I would put at a 'significant' effect one that is 5% of the total annual variation because above that, it would be incorrect to omit it in modeling and still claim to have shown the origin of 95% of the variation.
I have posted on WUWT several sets of calculations in the contributors sections (here being one) but the search engine above does not find them – just articles. As it is not difficult to reproduce I will do them again.
If I go to your blog we can take it up there and report to the bottom of this thread. Agreed? Another contributor has written to me off list and we have made contact directly some weeks ago, interested in getting a handle on the same subject.
Crispin,
I welcome continuing discussion on my http://www.retiredresearcher.wordpress.com. Just click on my name above and make a comment. I have had email discussions with others. The advantage is it is easier to share spreadsheet files and plots.
As for the ability of the frigid Arctic sea water to take up CO2, the solubility in water containing a lot of basic ions as well as CO2 hungry phytoplankton will never become saturated. The rate of uptake is being controlled by the rate of delivery to the open water surface, not solubility.

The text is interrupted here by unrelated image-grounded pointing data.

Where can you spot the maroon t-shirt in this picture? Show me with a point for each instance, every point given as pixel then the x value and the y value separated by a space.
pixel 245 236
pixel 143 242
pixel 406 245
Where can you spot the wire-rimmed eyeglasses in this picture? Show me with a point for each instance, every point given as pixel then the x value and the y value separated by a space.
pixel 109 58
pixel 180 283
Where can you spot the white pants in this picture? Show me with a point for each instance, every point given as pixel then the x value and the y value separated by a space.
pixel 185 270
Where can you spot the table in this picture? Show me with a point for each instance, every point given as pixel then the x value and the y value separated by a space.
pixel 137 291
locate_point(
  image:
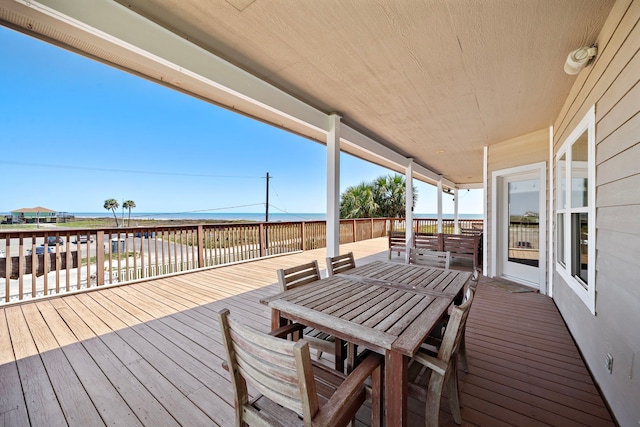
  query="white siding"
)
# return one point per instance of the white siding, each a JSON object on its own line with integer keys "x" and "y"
{"x": 612, "y": 84}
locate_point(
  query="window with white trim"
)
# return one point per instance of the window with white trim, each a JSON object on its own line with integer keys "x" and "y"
{"x": 575, "y": 211}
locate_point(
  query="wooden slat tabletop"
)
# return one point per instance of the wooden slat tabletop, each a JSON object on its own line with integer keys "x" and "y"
{"x": 364, "y": 313}
{"x": 431, "y": 280}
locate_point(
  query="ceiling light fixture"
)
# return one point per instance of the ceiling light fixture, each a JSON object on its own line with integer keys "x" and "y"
{"x": 579, "y": 58}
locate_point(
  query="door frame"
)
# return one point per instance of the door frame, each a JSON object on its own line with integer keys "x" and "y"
{"x": 540, "y": 168}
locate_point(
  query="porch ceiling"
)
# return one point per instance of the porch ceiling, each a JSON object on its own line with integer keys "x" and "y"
{"x": 432, "y": 80}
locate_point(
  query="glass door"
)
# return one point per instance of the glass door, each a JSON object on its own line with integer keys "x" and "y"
{"x": 521, "y": 239}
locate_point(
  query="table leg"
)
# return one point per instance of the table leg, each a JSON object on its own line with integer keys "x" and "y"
{"x": 276, "y": 320}
{"x": 395, "y": 383}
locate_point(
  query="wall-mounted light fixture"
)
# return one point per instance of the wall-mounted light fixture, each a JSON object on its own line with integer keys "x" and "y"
{"x": 579, "y": 58}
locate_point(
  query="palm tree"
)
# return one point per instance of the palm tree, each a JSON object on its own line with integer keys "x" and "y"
{"x": 113, "y": 205}
{"x": 358, "y": 202}
{"x": 389, "y": 194}
{"x": 129, "y": 204}
{"x": 384, "y": 197}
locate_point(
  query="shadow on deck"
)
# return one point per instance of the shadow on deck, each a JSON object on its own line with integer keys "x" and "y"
{"x": 150, "y": 353}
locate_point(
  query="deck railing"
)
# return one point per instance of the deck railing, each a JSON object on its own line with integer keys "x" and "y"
{"x": 70, "y": 260}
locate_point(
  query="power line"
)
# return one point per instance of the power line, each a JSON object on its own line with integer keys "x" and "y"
{"x": 53, "y": 166}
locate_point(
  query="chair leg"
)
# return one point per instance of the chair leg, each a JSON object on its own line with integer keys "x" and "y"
{"x": 352, "y": 356}
{"x": 376, "y": 397}
{"x": 453, "y": 395}
{"x": 462, "y": 351}
{"x": 434, "y": 395}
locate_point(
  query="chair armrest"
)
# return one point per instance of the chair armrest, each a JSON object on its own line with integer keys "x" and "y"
{"x": 285, "y": 330}
{"x": 350, "y": 395}
{"x": 436, "y": 365}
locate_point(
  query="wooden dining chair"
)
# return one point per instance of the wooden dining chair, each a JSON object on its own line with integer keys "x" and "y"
{"x": 291, "y": 278}
{"x": 473, "y": 284}
{"x": 421, "y": 256}
{"x": 430, "y": 373}
{"x": 434, "y": 340}
{"x": 340, "y": 263}
{"x": 291, "y": 387}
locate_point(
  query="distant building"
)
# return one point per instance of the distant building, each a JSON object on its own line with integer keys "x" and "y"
{"x": 33, "y": 215}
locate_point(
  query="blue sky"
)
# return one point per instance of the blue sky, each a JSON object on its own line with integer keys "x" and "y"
{"x": 75, "y": 132}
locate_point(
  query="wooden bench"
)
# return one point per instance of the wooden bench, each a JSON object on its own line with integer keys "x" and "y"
{"x": 428, "y": 241}
{"x": 459, "y": 245}
{"x": 463, "y": 246}
{"x": 397, "y": 242}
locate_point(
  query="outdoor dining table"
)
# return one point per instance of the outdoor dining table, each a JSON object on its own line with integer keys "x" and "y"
{"x": 386, "y": 307}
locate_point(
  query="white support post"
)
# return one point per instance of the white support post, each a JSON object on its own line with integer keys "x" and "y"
{"x": 456, "y": 229}
{"x": 485, "y": 231}
{"x": 409, "y": 208}
{"x": 440, "y": 205}
{"x": 333, "y": 186}
{"x": 550, "y": 218}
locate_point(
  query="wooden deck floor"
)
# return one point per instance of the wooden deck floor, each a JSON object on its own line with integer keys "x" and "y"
{"x": 150, "y": 354}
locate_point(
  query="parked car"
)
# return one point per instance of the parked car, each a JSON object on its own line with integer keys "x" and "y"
{"x": 40, "y": 250}
{"x": 83, "y": 238}
{"x": 51, "y": 240}
{"x": 145, "y": 234}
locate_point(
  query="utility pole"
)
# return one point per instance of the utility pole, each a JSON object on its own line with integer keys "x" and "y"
{"x": 266, "y": 216}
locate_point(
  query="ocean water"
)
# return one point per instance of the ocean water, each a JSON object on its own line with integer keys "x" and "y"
{"x": 258, "y": 217}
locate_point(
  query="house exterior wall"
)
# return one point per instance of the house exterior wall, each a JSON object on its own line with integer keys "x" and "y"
{"x": 611, "y": 83}
{"x": 520, "y": 151}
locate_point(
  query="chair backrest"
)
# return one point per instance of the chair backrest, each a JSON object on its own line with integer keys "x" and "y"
{"x": 290, "y": 278}
{"x": 340, "y": 263}
{"x": 455, "y": 328}
{"x": 280, "y": 370}
{"x": 420, "y": 256}
{"x": 475, "y": 278}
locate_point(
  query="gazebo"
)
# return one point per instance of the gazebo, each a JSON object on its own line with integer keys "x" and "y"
{"x": 33, "y": 215}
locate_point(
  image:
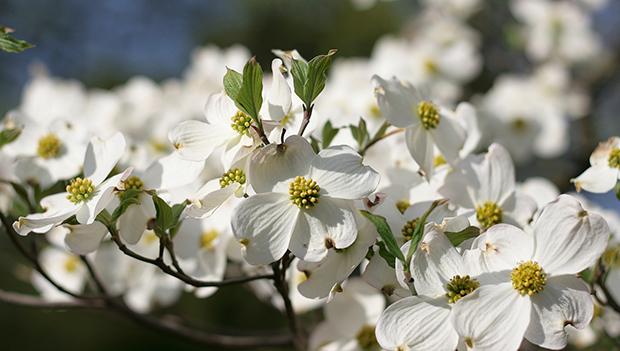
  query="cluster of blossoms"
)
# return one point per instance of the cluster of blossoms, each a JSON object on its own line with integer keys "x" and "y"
{"x": 416, "y": 203}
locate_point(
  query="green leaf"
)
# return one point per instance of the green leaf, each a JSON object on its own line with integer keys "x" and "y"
{"x": 11, "y": 44}
{"x": 419, "y": 230}
{"x": 167, "y": 218}
{"x": 299, "y": 70}
{"x": 250, "y": 96}
{"x": 7, "y": 136}
{"x": 385, "y": 232}
{"x": 317, "y": 75}
{"x": 127, "y": 198}
{"x": 309, "y": 78}
{"x": 456, "y": 238}
{"x": 232, "y": 83}
{"x": 328, "y": 134}
{"x": 315, "y": 144}
{"x": 386, "y": 255}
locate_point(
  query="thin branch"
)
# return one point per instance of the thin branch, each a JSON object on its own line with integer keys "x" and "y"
{"x": 279, "y": 271}
{"x": 32, "y": 257}
{"x": 184, "y": 278}
{"x": 600, "y": 281}
{"x": 33, "y": 301}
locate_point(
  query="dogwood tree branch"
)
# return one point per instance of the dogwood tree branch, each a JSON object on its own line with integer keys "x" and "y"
{"x": 279, "y": 272}
{"x": 159, "y": 262}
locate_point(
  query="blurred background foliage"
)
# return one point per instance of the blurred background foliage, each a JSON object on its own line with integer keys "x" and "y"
{"x": 104, "y": 43}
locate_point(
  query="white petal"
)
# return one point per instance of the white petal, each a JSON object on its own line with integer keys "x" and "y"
{"x": 171, "y": 172}
{"x": 434, "y": 263}
{"x": 279, "y": 101}
{"x": 58, "y": 208}
{"x": 417, "y": 323}
{"x": 502, "y": 247}
{"x": 567, "y": 238}
{"x": 597, "y": 179}
{"x": 195, "y": 140}
{"x": 275, "y": 163}
{"x": 264, "y": 223}
{"x": 420, "y": 146}
{"x": 339, "y": 172}
{"x": 85, "y": 238}
{"x": 206, "y": 206}
{"x": 101, "y": 157}
{"x": 334, "y": 220}
{"x": 565, "y": 300}
{"x": 467, "y": 114}
{"x": 493, "y": 317}
{"x": 306, "y": 244}
{"x": 219, "y": 109}
{"x": 104, "y": 193}
{"x": 449, "y": 137}
{"x": 336, "y": 266}
{"x": 132, "y": 223}
{"x": 397, "y": 101}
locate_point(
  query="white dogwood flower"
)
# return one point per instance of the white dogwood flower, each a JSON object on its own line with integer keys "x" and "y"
{"x": 427, "y": 124}
{"x": 350, "y": 319}
{"x": 441, "y": 278}
{"x": 85, "y": 197}
{"x": 484, "y": 186}
{"x": 535, "y": 293}
{"x": 304, "y": 201}
{"x": 604, "y": 170}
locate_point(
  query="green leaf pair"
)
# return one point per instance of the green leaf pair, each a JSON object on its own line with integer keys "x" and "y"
{"x": 11, "y": 44}
{"x": 246, "y": 89}
{"x": 309, "y": 78}
{"x": 167, "y": 219}
{"x": 9, "y": 135}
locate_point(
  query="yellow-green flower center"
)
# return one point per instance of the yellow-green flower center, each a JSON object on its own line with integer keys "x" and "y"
{"x": 366, "y": 338}
{"x": 429, "y": 114}
{"x": 241, "y": 122}
{"x": 374, "y": 111}
{"x": 518, "y": 124}
{"x": 133, "y": 182}
{"x": 614, "y": 158}
{"x": 459, "y": 287}
{"x": 439, "y": 160}
{"x": 71, "y": 264}
{"x": 234, "y": 175}
{"x": 611, "y": 257}
{"x": 528, "y": 278}
{"x": 80, "y": 190}
{"x": 403, "y": 205}
{"x": 49, "y": 146}
{"x": 489, "y": 214}
{"x": 431, "y": 66}
{"x": 207, "y": 239}
{"x": 409, "y": 228}
{"x": 304, "y": 192}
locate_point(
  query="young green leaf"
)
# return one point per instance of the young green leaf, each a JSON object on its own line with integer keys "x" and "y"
{"x": 386, "y": 255}
{"x": 385, "y": 232}
{"x": 232, "y": 83}
{"x": 127, "y": 198}
{"x": 328, "y": 134}
{"x": 7, "y": 136}
{"x": 299, "y": 70}
{"x": 250, "y": 96}
{"x": 11, "y": 44}
{"x": 456, "y": 238}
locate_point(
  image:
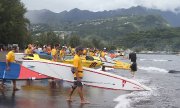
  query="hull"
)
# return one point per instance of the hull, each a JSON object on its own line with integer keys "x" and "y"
{"x": 18, "y": 72}
{"x": 91, "y": 77}
{"x": 116, "y": 64}
{"x": 86, "y": 63}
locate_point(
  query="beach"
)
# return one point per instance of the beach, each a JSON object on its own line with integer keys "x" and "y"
{"x": 152, "y": 72}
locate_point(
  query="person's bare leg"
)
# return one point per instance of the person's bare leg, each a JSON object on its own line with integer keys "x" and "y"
{"x": 80, "y": 91}
{"x": 2, "y": 85}
{"x": 14, "y": 86}
{"x": 71, "y": 92}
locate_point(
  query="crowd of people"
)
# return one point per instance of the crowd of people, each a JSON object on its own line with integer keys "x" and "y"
{"x": 56, "y": 51}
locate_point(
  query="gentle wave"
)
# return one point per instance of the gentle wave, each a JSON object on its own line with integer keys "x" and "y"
{"x": 127, "y": 100}
{"x": 156, "y": 60}
{"x": 153, "y": 69}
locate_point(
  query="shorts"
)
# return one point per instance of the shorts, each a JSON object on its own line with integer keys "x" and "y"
{"x": 77, "y": 83}
{"x": 133, "y": 66}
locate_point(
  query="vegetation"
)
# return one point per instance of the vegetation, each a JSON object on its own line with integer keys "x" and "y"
{"x": 13, "y": 25}
{"x": 140, "y": 32}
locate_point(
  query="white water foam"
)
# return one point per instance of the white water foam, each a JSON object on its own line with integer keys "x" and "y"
{"x": 127, "y": 100}
{"x": 107, "y": 69}
{"x": 153, "y": 69}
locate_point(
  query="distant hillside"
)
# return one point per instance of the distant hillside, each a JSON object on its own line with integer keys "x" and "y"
{"x": 76, "y": 15}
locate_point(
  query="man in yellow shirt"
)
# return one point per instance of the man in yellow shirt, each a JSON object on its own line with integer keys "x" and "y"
{"x": 78, "y": 75}
{"x": 102, "y": 54}
{"x": 28, "y": 50}
{"x": 54, "y": 53}
{"x": 62, "y": 53}
{"x": 10, "y": 57}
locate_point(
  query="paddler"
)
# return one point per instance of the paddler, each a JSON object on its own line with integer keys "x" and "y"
{"x": 28, "y": 51}
{"x": 54, "y": 53}
{"x": 132, "y": 57}
{"x": 102, "y": 54}
{"x": 62, "y": 53}
{"x": 78, "y": 75}
{"x": 10, "y": 58}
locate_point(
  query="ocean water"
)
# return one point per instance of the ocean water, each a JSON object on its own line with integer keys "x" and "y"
{"x": 152, "y": 72}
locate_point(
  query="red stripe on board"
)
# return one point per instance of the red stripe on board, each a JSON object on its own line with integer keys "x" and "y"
{"x": 86, "y": 70}
{"x": 26, "y": 73}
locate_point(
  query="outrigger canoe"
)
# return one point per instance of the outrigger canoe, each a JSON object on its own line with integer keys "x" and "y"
{"x": 86, "y": 63}
{"x": 92, "y": 77}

Equilibrium and solubility do have effects in CO2-cloud dynamics. Clean rain has a pH that approaches equilibrium with atmospheric concentrations. So where should we expect CO2 in cloud droplets to go that end up in the anvil of a thunder cloud?
Correction to above:
“- Meltwater will absorb about 1.28 kg of CO2 per ton or 1.28 ppm(m) shortly after melting.”
should read
– Meltwater will absorb about 1.28 kg of CO2 per ton or 1,280 ppm(m) shortly after ice melts. It may take 24 hrs to stabilise during which time the pH changes quite a lot (see the solarnavigator link about for a discussion of why and how much).